Measurements were made by placing the sensor probe in a 1.5 mL tube containing the sample. The tube was placed inside a thermostat (Labnet Accublock Mini Digital Dry Bath, Edison, NJ, USA) to keep the temperature at 37 °C. The flex cable was connected to the system board that houses a microcontroller (Texas Instruments MSP430, Dallas, TX, USA) and a radio module. The system board received its power from an Agilent E360A DC power supply, Santa Clara, CA, USA.

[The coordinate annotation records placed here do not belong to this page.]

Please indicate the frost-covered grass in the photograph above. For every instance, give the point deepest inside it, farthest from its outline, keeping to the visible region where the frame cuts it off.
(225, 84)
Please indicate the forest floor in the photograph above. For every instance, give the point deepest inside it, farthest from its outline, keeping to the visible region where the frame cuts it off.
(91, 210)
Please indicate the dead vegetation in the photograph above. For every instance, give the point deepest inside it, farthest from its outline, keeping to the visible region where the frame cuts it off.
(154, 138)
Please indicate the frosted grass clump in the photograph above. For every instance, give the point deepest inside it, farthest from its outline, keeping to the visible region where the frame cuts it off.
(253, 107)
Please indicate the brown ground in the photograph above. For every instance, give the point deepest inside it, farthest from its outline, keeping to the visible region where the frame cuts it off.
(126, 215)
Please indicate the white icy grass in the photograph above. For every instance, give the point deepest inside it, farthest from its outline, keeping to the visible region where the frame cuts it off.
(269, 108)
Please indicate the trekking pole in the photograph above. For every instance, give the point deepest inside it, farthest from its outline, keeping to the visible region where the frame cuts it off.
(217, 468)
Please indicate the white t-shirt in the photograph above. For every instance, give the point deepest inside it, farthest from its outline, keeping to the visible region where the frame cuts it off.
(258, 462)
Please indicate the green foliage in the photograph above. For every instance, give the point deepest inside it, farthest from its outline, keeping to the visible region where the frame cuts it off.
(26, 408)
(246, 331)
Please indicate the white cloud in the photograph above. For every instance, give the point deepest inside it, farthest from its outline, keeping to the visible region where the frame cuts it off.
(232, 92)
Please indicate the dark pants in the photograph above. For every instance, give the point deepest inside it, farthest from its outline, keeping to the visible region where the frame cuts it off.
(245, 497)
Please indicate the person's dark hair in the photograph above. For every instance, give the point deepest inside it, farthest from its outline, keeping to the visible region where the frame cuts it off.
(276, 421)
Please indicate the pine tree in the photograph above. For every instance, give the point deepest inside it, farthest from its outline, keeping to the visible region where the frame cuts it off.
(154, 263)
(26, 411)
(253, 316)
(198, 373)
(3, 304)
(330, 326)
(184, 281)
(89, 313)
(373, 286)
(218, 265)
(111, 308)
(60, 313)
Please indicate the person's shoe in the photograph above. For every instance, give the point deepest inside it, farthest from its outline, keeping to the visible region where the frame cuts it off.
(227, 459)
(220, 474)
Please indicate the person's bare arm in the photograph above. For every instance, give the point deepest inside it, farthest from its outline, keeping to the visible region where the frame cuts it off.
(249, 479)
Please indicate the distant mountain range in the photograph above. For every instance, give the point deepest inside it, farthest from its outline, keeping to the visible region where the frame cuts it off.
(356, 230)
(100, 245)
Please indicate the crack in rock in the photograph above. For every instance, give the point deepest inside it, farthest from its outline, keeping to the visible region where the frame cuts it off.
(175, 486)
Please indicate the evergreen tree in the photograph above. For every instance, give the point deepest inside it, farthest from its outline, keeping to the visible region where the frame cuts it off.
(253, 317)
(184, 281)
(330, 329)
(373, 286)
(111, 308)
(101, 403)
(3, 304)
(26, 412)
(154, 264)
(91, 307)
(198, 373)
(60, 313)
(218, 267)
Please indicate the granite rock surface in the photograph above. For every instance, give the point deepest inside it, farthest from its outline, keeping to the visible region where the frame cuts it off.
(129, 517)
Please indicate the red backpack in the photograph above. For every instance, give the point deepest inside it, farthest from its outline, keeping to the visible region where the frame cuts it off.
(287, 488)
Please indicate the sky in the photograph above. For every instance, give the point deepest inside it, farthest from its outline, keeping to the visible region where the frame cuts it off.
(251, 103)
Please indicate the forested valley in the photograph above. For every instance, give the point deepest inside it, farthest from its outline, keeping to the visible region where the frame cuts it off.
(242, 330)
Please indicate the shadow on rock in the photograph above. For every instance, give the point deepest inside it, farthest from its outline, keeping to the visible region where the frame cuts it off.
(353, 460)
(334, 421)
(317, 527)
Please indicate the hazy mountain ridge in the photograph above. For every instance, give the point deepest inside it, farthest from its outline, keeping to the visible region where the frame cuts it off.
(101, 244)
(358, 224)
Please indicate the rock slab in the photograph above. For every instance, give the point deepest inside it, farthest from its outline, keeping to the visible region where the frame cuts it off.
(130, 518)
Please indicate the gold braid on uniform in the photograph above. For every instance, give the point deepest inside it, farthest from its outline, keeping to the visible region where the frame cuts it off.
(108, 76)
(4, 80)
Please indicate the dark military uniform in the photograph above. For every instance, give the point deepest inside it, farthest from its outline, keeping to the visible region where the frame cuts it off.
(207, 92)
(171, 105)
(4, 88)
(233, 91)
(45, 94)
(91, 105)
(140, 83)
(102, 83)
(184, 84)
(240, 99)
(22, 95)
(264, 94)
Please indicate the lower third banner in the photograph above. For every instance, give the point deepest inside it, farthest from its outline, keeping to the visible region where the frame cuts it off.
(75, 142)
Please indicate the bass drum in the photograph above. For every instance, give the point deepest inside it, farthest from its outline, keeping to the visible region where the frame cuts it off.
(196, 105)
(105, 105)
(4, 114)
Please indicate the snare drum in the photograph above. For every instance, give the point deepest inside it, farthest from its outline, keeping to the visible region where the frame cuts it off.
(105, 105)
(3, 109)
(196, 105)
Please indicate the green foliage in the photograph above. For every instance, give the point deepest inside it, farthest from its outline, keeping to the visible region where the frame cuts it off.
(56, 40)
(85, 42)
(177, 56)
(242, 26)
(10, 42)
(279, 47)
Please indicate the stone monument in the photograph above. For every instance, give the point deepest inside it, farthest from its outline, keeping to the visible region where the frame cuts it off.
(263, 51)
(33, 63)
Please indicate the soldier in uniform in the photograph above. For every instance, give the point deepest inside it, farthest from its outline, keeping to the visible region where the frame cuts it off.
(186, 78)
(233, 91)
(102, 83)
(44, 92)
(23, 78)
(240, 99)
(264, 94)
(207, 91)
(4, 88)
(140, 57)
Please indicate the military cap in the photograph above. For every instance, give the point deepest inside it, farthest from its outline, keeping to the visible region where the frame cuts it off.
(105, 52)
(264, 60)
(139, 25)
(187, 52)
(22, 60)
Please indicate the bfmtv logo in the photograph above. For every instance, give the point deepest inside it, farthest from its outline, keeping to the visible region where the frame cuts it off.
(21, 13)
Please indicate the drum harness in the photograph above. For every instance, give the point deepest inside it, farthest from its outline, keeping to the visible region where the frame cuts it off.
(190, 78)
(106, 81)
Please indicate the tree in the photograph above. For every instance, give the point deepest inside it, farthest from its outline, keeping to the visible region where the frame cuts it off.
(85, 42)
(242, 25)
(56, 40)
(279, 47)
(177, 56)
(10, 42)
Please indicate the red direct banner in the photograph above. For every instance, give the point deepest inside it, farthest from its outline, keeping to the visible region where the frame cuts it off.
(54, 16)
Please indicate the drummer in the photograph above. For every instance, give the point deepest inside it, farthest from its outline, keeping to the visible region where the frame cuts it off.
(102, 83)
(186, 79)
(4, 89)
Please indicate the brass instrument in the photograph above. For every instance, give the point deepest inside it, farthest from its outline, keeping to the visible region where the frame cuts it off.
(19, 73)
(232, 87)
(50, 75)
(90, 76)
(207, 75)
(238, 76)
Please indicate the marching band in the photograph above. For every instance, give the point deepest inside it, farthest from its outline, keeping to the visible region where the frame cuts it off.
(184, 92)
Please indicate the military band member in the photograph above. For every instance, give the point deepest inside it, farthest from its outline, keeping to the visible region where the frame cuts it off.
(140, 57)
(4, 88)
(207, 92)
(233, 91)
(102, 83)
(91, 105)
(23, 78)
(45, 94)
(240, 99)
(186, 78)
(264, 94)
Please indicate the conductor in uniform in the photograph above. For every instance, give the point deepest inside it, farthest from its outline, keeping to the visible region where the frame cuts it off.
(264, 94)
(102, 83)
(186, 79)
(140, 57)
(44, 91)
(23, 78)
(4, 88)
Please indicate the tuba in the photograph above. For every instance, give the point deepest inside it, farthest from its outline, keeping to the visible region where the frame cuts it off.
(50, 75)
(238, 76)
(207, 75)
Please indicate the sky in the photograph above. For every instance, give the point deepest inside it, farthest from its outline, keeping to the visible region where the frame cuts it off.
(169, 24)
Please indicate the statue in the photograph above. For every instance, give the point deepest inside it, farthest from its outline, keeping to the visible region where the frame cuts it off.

Conductivity measurements were made at 37 °C with a Mettler-Toledo FiveEasy FE30, Gießen, Germany. Measurements of pH were performed at room temperature with a Schott pH meter CG824, Mitterteich, Germany. Standard electrolyte (SEL) solution, the affinity assay, and mineral salt medium [37] were prepared according to Table 1. Deionized water (ρ ≥ 18 MΩ·cm) was used throughout all experiments.

The cultivation for a monitoring experiment was performed in a 250 mL magnetically stirred double wall glass bioreactor (Ochs Laborfachhandel, Bovenden, Germany) with a BL 21 E. coli strain. A starting OD600 of 0.1 and an initial glucose concentration of 1 g·L−1 in mineral salt medium (in accordance with [37]) were used. Medium temperature was adjusted to 30 °C. Samples were taken hourly. OD600 was measured photometrically with an Ultraspec 3300 Pro from Amersham Biosciences, Freiburg, Germany. After centrifugation of the samples at 105 g for 5 min, the supernatant was filtered and conductivity, pH, and c were measured. The latter was determined with the MEMS sensor and referenced to the Glucose Hexokinase FS kit (DiaSys Diagnostic Systems, Holzheim, Germany).

4. Conclusions

In this study, a sensor intended for continuous glucose monitoring and developed for medical applications was tested in a bioprocess environment. Its functionality relies on a MEMS chip and a biochemical affinity assay containing ConA and dextran. A mineral salt culture medium for E. coli bioprocesses was chosen as a representative model system. The study combines an investigation focused on the interactions of the affinity assay with the components of the medium and an off-line monitoring experiment of an E. coli cultivation. Whereas an unprecedented stability of sensor operation could be observed in standard electrolyte, the measurement signal t experienced a significant drift after bringing it in contact with bioprocess medium in the absence of glucose. Interestingly, the addition of glucose resulted in an eight times lower response. The effect may be caused by the aggregation of ConA, the cross-linking of dextran molecules, the change of binding constants due to exchange of metal ions in ConA, or the electro-viscous effect, which would modulate the viscosity independently of analyte concentration.

While the sensor may be directly applied off-line with diluted samples at higher glucose concentrations, the application of the sensor as an on-line tool for glucose monitoring in bioprocess media appears challenging at the current state of development. While the pH dependency of the signal is important to consider, it is not a problem, as most biotechnological processes are performed at constant pH, although the shift of t in a phosphate buffered medium has to be considered in the calculation of glucose concentrations. Also, changes in divalent ions over the run of the cultivation may eventually influence the signal. Thus, further developments may have to consider a second reference chamber with a membrane which cannot be penetrated by glucose.

The presented measurements of the new sensor MEMS have also demonstrated its ability to determine viscosity within very small sample volumes in the pL range. This should be of interest for, e.g., the investigation of aggregation in the early stages of protein crystallization and other applications in bio-rheology or biotechnology in general.